On the U.S. economic front, the Labor Department released a report showing a bigger than expected drop in initial jobless claims in the week ended September 29th.
The Labor Department said initial jobless claims fell to 207,000, a decrease of 8,000 from the previous week’s revised level of 215,000.
Economists had expected jobless claims to edge down to 213,000 from the 214,000 originally reported for the previous week.
A separate report from the Commerce Department showed a bigger than expected rebound in factory orders in the month of August.
The Commerce Department said factory orders surged up by 2.3 percent in August after falling by a revised 0.5 percent in July, while economists had expected factory orders to jump by 2.1 percent
Biotechnology stocks saw substantial weakness on the day, resulting in a 2.4 percent slump by the NYSE Arca Biotechnology Index. The index pulled back further off the record closing high set a week ago.
Celgene (CELG), Gilead Sciences (GILD), and Biogen (BIIB) turned in some of the biotech sector’s worst performances.
Considerable weakness was also visible among tobacco stocks, which extended the pullback seen in the previous session. The NYSE Arca Tobacco Index plunged by 2 percent, largely offsetting the spike seen on Tuesday.
Semiconductor stocks also showed a significant move to the downside, dragging the Philadelphia Semiconductor Index down by 1.8 percent.

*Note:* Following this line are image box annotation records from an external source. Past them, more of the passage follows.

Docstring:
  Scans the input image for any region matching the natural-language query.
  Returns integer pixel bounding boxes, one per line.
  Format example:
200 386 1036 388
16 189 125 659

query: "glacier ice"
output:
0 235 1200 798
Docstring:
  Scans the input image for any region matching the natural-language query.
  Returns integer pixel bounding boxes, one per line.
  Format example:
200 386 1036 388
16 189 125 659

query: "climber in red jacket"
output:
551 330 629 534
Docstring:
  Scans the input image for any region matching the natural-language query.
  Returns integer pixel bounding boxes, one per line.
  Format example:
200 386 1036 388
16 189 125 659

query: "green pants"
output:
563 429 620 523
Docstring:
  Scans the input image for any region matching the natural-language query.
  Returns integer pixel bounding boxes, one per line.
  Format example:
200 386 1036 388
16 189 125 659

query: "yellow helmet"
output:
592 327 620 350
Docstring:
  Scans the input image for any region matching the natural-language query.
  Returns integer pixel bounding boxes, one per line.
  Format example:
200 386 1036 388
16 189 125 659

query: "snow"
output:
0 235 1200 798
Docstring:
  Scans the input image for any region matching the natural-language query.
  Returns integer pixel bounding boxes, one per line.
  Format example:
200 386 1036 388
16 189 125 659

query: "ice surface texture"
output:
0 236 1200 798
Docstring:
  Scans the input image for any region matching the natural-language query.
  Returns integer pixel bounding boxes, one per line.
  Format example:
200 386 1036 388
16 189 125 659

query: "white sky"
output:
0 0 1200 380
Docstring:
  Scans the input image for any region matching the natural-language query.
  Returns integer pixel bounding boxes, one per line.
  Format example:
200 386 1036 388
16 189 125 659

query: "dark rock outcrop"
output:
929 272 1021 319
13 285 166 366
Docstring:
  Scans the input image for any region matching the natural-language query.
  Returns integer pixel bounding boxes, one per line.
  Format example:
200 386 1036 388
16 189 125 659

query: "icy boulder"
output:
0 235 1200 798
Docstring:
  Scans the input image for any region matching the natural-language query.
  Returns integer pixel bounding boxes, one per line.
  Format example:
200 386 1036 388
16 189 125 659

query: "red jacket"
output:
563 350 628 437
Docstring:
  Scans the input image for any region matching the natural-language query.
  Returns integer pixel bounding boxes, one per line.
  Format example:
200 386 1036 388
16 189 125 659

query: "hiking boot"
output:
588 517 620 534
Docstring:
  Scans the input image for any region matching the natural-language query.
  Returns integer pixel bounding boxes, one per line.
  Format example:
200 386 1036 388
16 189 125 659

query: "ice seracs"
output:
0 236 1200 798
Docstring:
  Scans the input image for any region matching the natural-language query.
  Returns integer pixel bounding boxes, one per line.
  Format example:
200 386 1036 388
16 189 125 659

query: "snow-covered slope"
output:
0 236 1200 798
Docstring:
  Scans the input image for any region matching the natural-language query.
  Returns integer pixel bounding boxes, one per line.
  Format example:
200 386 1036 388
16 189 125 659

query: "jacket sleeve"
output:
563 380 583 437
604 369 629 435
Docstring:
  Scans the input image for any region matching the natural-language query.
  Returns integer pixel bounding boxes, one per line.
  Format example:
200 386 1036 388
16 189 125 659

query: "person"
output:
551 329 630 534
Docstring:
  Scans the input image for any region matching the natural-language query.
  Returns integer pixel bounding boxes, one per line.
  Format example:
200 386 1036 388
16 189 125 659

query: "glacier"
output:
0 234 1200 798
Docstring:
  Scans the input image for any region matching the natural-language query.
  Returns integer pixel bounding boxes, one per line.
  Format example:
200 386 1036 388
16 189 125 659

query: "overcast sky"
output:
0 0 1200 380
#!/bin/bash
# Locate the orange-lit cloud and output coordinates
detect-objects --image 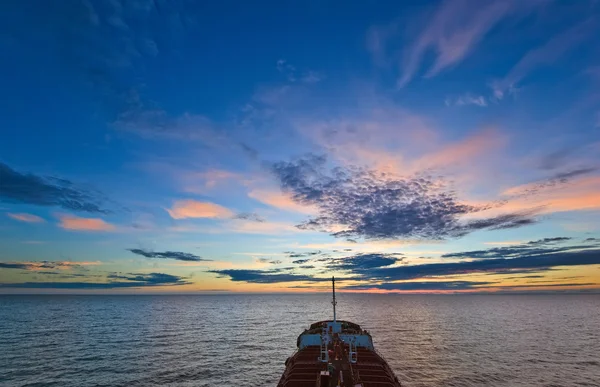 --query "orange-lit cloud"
[6,212,45,223]
[59,215,117,231]
[167,200,234,219]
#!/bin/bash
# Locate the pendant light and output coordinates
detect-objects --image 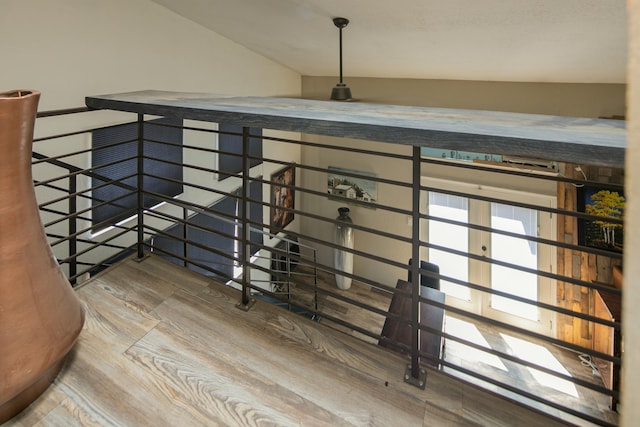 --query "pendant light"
[331,18,352,101]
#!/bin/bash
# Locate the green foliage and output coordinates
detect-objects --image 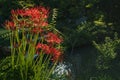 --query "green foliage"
[93,37,120,69]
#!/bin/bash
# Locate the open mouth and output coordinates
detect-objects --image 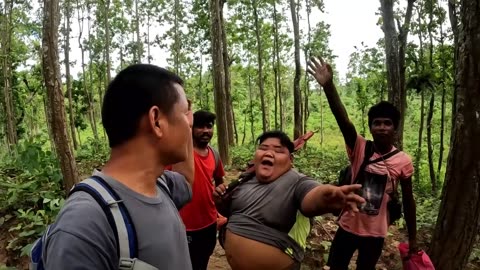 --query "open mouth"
[260,160,273,166]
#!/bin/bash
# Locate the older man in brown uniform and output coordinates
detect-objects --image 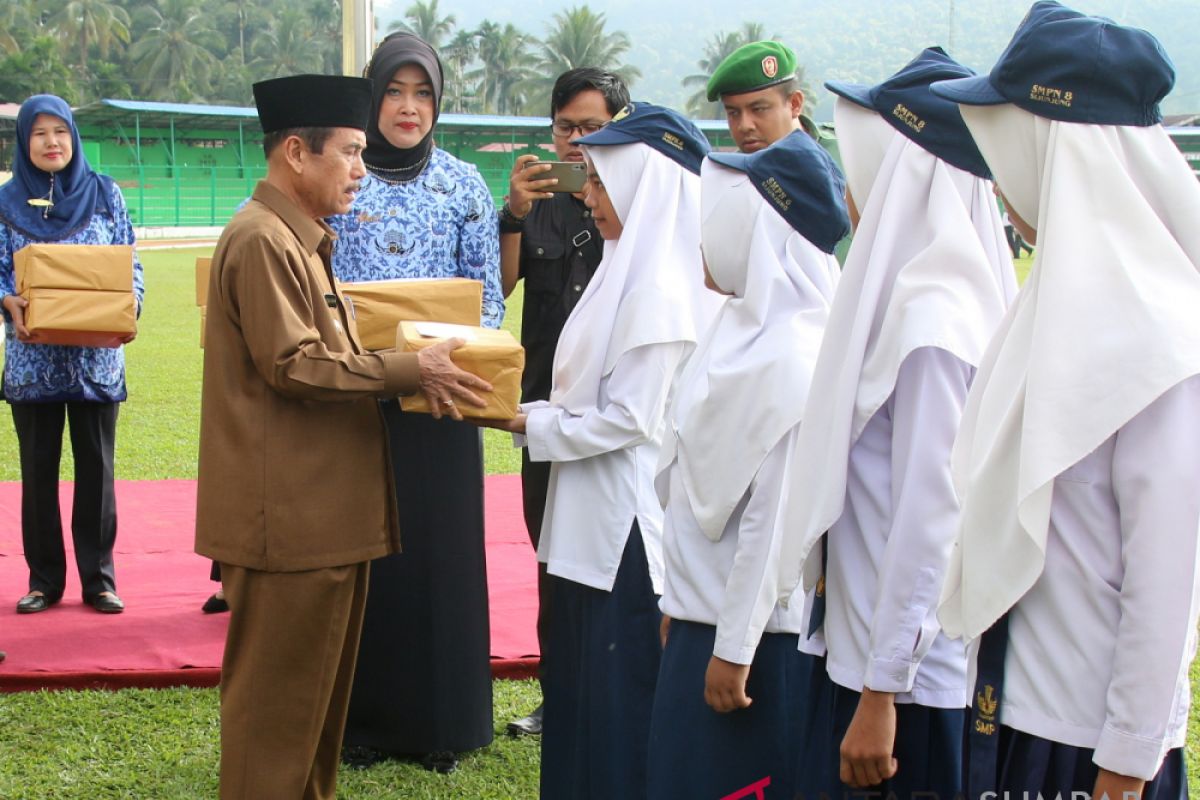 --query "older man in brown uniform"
[196,76,490,800]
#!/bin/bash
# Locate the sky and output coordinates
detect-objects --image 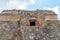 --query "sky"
[0,0,60,20]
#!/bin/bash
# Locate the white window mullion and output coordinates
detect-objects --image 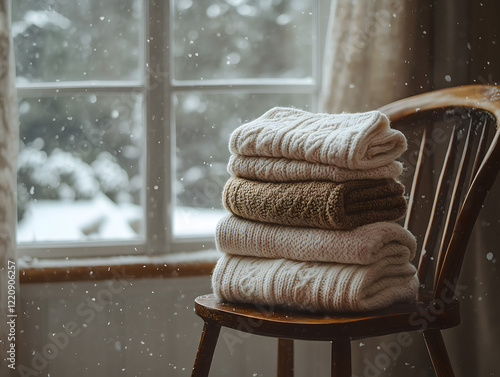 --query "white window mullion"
[146,0,172,254]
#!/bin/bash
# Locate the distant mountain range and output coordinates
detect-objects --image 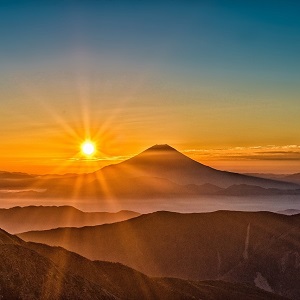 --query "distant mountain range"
[0,145,300,199]
[0,230,286,300]
[19,211,300,300]
[0,206,140,233]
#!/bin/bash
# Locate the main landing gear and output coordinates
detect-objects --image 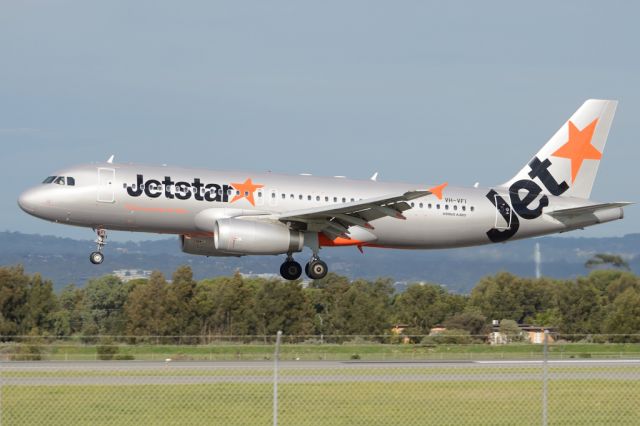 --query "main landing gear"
[89,228,107,265]
[280,254,329,281]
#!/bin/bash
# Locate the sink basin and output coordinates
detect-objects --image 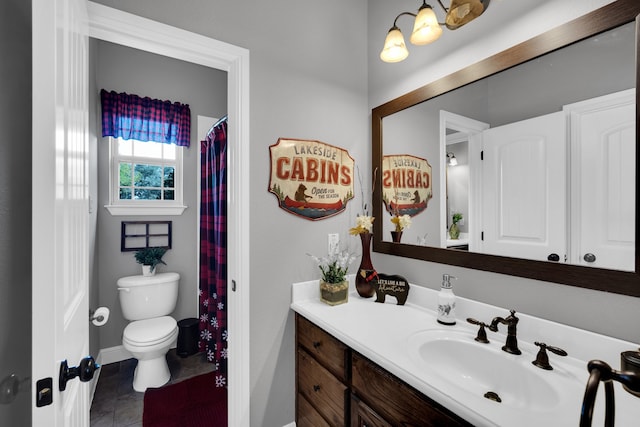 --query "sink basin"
[408,329,579,412]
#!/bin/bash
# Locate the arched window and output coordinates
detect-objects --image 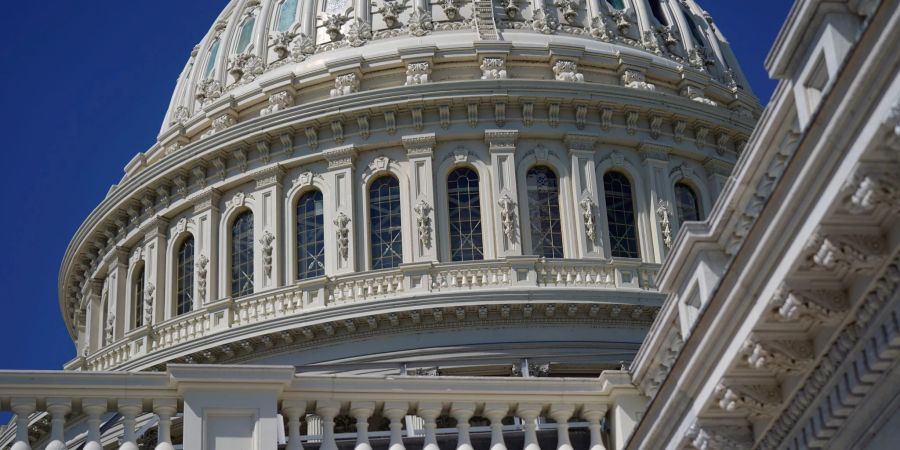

Retail, steel, housing, and computer hardware stocks also saw notable weakness on the day, while brokerage stocks bucked the downtrend.
In overseas trading, stock markets across the Asia-Pacific region moved mostly lower during trading on Thursday. Japan’s Nikkei 225 Index fell by 0.6 percent, while Hong Kong’s Hang Seng Index plunged by 1.7 percent.
The major European markets also moved to the downside on the day. While the German DAX Index fell by 0.4 percent, the U.K.’s FTSE 100 Index and the French CAC 40 Index slumped by 1.2 percent and 1.5 percent, respectively.
In the bond market, treasuries moved lower, extending the sharp drop seen in the previous session. As a result, the yield on the benchmark ten-year note, which moves opposite of its price, rose by 3.6 basis points to 3.197 percent.
On Friday, trading is likely to be driven by reaction to the Labor Department’s closely watched monthly employment report.
The report is expected to show employment climbed by about 185,000 jobs in September after jumping by 201,000 jobs in August. The unemployment rate is expected to dip to 3.8 percent from 3.9 percent.
The monthly jobs data is likely to overshadow a separate report on the U.S. trade deficit as well as remarks by Federal Reserve officials.